What is the most recent kernel that booted without any cmdline parameters? Please attach the output from dmesg -s64000 for that kernel, and also paste a copy of /proc/interrupts. From that boot, please also capture the output from acpidump and also lspci -vv Regarding the failing boot... Please update to 2.6.21-rc4 and confirm the issue is still present. Is it possible to boot with cmdline parameter "debug" and capture the serial console log showing the hang?

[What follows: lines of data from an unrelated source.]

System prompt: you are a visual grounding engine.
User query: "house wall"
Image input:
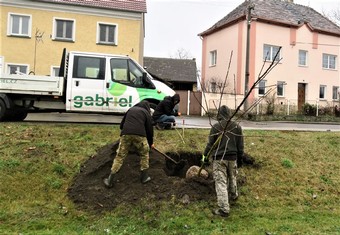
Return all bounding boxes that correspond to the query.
[0,0,144,75]
[202,20,340,108]
[201,22,244,93]
[255,22,340,101]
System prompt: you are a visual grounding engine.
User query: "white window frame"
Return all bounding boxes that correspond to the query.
[258,80,267,96]
[97,22,118,46]
[52,17,76,42]
[319,85,327,100]
[276,81,286,97]
[332,86,340,100]
[0,56,5,73]
[209,50,217,67]
[263,44,282,62]
[50,66,60,77]
[299,50,308,67]
[7,12,32,38]
[6,63,29,74]
[322,53,337,70]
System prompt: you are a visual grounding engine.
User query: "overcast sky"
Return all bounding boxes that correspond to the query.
[144,0,340,68]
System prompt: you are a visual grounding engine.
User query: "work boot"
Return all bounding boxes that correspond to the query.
[103,173,114,188]
[212,209,229,217]
[140,170,151,184]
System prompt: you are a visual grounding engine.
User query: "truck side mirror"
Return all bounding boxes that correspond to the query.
[142,72,149,83]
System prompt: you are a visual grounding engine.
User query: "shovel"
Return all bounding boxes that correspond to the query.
[153,148,186,170]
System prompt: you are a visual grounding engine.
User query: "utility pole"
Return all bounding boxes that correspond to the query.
[243,1,254,111]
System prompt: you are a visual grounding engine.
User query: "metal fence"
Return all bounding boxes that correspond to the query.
[202,93,340,116]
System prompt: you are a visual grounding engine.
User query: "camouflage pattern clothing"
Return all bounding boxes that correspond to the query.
[213,160,238,213]
[111,135,150,174]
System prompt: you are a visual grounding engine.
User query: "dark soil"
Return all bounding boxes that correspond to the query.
[68,142,255,212]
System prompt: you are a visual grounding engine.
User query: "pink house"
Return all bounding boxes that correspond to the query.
[199,0,340,110]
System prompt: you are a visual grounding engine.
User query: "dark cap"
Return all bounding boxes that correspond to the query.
[172,93,181,104]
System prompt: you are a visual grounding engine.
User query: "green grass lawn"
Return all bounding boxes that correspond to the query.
[0,123,340,234]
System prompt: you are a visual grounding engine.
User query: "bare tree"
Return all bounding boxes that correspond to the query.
[194,47,281,175]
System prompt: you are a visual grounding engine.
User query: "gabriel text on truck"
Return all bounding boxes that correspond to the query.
[0,50,175,121]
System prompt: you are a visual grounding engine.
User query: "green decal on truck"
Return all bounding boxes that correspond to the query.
[108,82,127,96]
[73,94,132,108]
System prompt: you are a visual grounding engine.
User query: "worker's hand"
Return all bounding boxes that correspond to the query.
[201,154,210,166]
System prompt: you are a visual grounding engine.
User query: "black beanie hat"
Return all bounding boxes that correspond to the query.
[172,93,181,104]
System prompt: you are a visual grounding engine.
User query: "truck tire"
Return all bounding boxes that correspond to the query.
[11,110,27,122]
[0,99,7,122]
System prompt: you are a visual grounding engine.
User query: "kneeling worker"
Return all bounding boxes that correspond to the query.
[152,94,181,130]
[104,101,154,188]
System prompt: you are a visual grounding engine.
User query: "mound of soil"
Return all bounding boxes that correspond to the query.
[68,141,254,212]
[68,142,216,212]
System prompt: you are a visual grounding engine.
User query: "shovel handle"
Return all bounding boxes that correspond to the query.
[153,147,178,164]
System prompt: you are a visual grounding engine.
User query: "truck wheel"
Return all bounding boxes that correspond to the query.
[0,99,6,122]
[13,110,27,121]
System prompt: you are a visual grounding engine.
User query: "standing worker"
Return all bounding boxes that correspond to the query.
[202,105,244,217]
[152,94,181,130]
[104,101,154,188]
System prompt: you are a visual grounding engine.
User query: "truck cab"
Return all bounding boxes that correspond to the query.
[0,50,175,121]
[66,52,175,113]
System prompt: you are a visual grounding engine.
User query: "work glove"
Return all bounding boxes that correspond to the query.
[201,154,210,166]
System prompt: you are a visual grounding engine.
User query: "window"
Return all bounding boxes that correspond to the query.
[210,81,217,93]
[209,50,217,66]
[53,19,75,41]
[0,56,4,73]
[332,86,339,100]
[319,85,326,99]
[322,54,336,69]
[299,50,308,66]
[110,58,155,89]
[51,66,60,77]
[259,80,266,95]
[7,64,28,74]
[276,82,285,96]
[7,13,32,37]
[97,23,117,45]
[73,56,105,80]
[263,44,281,61]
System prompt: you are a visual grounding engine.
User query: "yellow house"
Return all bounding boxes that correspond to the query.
[0,0,146,75]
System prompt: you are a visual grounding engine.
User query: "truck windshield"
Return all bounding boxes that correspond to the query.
[73,56,105,80]
[110,58,150,88]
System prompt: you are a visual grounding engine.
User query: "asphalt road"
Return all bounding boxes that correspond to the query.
[25,113,340,131]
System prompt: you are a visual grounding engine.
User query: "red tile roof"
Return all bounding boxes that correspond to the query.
[37,0,146,13]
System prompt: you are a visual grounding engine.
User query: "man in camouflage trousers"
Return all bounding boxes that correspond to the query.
[104,101,154,188]
[202,105,244,217]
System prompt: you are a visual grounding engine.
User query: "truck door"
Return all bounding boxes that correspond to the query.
[107,58,156,113]
[67,54,107,112]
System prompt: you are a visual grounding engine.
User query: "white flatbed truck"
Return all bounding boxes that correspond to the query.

please re-open if this is still an issue
Created attachment 10914 [details] Serial Log cmdline: apic=debug acpi_dbg_level=0xffffffff debug console=ttyS0
Created attachment 10915 [details] dmesg -s64000 cmdline: apic=debug acpi_dbg_level=0xffffffff pci=noacpi,routeirq snd-hda-intel.enable_msi=1
Created attachment 10916 [details] acpidump
Created attachment 10917 [details] lspci -vv
Created attachment 10918 [details] /proc/interrupts
sorry, for the late action, had been ill :-(. The "Stuck ??" output is most suspective. Things i forgot to mention (sorry the cold had already started as i submitted this bug, so the initial report was ... buggy :-) Installed the latest bios version F7. This is a rev 1.0 board not a rev 1.1. Things that changed: 2.6.20.2 gives me: ENABLING IO-APIC IRQs ..TIMER: vector=0x31 apic1=0 pin1=0 apic2=-1 pin2=-1 ..MP-BIOS bug: 8254 timer not connected to IO-APIC ...trying to set up timer (IRQ0) through the 8259A ... failed. ...trying to set up timer as Virtual Wire IRQ... failed. ...trying to set up timer as ExtINT IRQ... failed :(. Kernel panic - not syncing: IO-APIC + timer doesn't work! This message is gone, and the system boots as far as you can see in the serial log. It's somehow ironic that i thought a board which is supported by linuxbios.org has no problems with linux support. I will be more responsive now.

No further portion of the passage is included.